Simulation-based inference
If I knew the right inputs to the simulator, could I get behaviour which matched my observations?
December 23, 2014 — March 3, 2024
This is chaos right now; I’m consolidating notebooks. Categories may not be well-posted.
Suppose we have access to a simulator of a system of interest, and if we knew the “right” inputs we could get behaviour from it which matched some observations we have made of a related phenomenon in the world. Suppose further that the simulator is pretty messy so we do not have access to the likelihood. Can we still do statistics, e.g. inferring the parameters of the simulator which would give rise to the observations we have made?
Oh my, what a variety of ways we can try.
There are various families of methods here; some try to work purely in samples; others try to approximate the likelihood. I am not sure how all the methods relate to one another. But let us mention some.
Cranmer, Brehmer, and Louppe (2020) attempt to develop a taxonomy Figure 2. They make likelihood-free methods sound useful for machine learning for physics.
1 Neural likelihood methods
As summarised in Cranmer, Brehmer, and Louppe (2020); see Neural likelihood inference. See the Mackelab sbi page for several implementations particularly targeting simulation-based inference.

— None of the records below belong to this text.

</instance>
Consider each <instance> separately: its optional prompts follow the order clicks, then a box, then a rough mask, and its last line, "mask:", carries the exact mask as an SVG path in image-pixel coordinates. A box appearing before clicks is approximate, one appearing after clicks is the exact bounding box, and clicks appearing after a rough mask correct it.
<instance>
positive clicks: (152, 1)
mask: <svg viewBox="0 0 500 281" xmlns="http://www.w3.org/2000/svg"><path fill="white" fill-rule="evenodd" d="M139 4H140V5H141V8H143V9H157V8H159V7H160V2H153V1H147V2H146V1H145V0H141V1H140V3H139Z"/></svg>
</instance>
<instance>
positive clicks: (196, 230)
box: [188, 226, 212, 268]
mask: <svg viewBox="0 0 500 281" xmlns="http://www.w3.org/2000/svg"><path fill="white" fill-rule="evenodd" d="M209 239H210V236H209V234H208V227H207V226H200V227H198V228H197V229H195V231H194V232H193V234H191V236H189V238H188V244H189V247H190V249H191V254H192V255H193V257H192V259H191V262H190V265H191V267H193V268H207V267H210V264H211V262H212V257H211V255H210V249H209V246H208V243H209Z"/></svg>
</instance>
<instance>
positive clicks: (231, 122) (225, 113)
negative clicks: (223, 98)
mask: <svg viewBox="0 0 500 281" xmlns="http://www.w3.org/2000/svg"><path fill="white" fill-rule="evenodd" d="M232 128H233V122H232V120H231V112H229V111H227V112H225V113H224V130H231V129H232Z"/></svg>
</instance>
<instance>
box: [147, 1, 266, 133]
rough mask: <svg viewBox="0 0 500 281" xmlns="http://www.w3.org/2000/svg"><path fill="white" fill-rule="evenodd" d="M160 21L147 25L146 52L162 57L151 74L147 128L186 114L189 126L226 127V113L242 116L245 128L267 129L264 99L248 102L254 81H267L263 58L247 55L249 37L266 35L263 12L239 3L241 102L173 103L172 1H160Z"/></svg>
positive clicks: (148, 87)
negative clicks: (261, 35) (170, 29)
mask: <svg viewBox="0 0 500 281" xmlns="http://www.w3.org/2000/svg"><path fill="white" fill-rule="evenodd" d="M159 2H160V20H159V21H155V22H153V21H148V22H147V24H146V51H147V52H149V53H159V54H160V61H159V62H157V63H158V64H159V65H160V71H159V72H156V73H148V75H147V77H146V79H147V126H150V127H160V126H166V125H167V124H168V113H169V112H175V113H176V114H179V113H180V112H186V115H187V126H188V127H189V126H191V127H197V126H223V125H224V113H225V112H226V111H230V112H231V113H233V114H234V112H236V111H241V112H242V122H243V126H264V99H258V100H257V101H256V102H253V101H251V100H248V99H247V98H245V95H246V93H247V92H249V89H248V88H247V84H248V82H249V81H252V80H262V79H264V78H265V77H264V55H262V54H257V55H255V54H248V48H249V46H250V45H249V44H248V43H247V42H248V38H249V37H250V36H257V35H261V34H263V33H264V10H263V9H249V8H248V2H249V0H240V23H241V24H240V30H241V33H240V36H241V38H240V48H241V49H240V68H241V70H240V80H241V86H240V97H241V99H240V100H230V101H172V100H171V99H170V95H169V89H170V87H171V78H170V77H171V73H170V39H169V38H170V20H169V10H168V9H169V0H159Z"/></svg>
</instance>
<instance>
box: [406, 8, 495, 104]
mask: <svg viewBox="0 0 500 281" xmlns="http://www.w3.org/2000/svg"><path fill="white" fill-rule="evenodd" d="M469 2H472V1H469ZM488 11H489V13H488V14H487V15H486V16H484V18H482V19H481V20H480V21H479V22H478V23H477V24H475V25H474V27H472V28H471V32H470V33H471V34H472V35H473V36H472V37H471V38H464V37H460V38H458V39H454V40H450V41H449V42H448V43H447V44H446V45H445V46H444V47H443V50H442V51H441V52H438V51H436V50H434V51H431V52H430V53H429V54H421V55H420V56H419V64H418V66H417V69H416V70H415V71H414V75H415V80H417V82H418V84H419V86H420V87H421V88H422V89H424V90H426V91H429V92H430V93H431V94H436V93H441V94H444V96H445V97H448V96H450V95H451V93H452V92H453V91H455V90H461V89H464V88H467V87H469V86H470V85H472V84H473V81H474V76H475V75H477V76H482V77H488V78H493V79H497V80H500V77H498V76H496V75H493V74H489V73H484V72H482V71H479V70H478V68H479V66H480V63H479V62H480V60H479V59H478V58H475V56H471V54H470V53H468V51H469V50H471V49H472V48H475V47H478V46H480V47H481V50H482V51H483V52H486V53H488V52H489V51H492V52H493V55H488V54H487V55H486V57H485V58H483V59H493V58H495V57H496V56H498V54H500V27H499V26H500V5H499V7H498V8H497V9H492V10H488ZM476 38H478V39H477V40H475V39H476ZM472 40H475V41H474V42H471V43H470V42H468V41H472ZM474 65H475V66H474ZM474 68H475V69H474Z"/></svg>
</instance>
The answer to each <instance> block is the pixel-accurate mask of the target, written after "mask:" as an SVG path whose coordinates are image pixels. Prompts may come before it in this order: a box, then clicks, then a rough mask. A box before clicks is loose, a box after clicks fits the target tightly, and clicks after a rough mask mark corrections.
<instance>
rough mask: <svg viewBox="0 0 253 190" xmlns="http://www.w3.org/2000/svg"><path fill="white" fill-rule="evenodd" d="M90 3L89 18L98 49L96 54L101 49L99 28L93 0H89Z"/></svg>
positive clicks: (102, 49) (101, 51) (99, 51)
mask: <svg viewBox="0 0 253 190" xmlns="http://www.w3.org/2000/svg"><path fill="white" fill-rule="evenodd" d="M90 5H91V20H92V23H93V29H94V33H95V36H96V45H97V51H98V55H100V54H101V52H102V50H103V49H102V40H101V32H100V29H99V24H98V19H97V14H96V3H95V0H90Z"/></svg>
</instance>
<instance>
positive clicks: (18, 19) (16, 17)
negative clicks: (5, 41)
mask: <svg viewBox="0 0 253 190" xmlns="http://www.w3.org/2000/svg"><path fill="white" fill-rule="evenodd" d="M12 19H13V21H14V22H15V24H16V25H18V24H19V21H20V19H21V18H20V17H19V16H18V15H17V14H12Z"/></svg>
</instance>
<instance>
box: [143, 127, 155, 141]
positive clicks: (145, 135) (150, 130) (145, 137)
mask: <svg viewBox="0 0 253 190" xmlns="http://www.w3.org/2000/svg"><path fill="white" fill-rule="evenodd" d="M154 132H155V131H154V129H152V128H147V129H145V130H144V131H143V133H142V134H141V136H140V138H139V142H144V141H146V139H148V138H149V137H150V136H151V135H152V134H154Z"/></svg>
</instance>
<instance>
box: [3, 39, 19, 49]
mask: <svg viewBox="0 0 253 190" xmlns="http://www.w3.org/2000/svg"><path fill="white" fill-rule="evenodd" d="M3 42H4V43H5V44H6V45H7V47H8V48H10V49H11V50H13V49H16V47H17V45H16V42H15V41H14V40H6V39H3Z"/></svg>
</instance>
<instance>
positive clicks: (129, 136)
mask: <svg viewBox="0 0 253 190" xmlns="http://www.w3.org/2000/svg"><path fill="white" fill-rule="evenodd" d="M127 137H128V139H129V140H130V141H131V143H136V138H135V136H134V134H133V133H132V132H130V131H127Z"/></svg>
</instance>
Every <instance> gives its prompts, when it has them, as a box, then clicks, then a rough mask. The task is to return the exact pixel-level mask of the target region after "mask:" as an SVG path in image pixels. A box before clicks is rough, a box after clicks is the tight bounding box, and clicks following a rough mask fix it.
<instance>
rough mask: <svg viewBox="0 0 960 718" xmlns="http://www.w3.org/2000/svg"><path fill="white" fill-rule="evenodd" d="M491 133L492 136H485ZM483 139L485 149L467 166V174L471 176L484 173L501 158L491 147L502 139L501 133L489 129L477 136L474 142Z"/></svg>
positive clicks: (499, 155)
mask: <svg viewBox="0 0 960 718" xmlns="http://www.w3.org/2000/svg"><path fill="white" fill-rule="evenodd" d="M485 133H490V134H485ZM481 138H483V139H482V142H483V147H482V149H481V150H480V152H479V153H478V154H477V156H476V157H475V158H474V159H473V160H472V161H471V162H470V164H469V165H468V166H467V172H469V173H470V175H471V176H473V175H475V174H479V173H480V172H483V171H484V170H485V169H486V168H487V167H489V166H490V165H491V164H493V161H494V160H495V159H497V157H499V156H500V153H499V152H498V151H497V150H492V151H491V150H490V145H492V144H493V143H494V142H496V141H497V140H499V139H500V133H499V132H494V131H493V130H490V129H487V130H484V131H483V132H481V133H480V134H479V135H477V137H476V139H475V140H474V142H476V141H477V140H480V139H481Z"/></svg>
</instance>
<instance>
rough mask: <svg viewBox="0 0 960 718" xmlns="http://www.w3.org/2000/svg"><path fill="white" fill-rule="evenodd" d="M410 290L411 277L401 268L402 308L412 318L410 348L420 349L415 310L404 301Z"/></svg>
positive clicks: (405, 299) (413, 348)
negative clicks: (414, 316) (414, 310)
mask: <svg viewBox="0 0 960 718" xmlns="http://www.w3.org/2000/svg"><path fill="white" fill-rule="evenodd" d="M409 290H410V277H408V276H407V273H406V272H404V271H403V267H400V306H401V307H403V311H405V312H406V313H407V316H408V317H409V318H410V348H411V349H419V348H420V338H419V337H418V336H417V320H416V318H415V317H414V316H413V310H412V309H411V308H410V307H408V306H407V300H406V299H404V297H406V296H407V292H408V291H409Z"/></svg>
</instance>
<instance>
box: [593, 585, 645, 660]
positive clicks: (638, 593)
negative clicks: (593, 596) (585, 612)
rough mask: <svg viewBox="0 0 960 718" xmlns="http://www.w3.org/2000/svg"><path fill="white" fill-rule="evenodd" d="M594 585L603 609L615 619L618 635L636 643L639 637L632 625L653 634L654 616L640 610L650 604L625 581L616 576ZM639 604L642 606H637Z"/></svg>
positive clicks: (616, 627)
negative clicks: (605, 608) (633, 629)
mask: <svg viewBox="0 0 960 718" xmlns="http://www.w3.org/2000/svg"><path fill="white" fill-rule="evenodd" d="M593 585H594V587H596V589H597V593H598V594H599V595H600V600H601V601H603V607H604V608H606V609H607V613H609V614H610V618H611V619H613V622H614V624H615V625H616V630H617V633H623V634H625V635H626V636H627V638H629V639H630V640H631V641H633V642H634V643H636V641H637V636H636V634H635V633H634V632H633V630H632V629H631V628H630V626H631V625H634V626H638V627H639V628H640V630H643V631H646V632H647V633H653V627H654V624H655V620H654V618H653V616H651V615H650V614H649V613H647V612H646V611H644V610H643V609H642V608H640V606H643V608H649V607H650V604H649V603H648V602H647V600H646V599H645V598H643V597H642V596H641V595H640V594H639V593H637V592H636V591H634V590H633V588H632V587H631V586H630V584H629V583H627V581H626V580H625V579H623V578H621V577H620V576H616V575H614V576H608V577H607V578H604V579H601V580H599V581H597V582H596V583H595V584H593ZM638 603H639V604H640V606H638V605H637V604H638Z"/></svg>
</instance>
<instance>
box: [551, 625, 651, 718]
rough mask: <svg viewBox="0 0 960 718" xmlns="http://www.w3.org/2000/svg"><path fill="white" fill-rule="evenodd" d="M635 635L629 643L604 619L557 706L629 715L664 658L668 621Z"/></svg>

Compare to contrastive learning.
2 Indirect inference
A.k.a the auxiliary method.
In the (older?) frequentist framing you can get through an undergraduate program in statistics without simulation-based inference arising. However, I am pretty sure it is required for economists and ecologists.
Quoting Cosma:
[…] your model is too complicated for you to appeal to any of the usual estimation methods of statistics. […] there is no way to even calculate the likelihood of a given data set \(x_1,x_2,…x_t\equiv x_t\) under parameters \(\theta\) in closed form, which would rule out even numerical likelihood maximization, to say nothing of Bayesian methods […] Yet you can simulate; it seems like there should be some way of saying whether the simulations look like the data. This is where indirect inference comes in […] Introduce a new model, called the “auxiliary model”, which is mis-specified and typically not even generative, but is easily fit to the data, and to the data alone. (By that last I mean that you don’t have to impute values for latent variables, etc., etc., even though you might know those variables exist and are causally important.) The auxiliary model has its own parameter vector \(\beta\), with an estimator \(\hat{\beta}\). These parameters describe aspects of the distribution of observables, and the idea of indirect inference is that we can estimate the generative parameters \(\theta\) by trying to match those aspects of observations, by trying to match the auxiliary parameters.
Aaron King’s lab at UMichigan stamped its mark on a lot of this research. One wonders whether the optimal summary statistic can be learned from the data. Apparently yes?.
I gather the pomp R package does some simulation-based inference, but I have not checked in for a while so there might be broader and/or fresher options.
3 Scoring rules
See scoring rules (Gneiting and Raftery 2007; Pacchiardi and Dutta 2022). NB, these are calibration scores, not Fisher scores.
3.1 Energy distances
I thought I knew what this was but I think not. The fact there are so many grandiose publications here (Gneiting and Raftery 2007; Székely and Rizzo 2013, 2017) leads me to suspect there is more going on than the obvious? TBC.
3.2 MMD
A particularly convenient discrepancy to use for simulation-based problems is the MMD, because it can be evaluated without reference to a density. See Maximum Mean Discrepancy.
4 Approximate Bayesian Computation
Slightly different take, which resembles the indirect inference approach. See Approximate Bayesian Computation.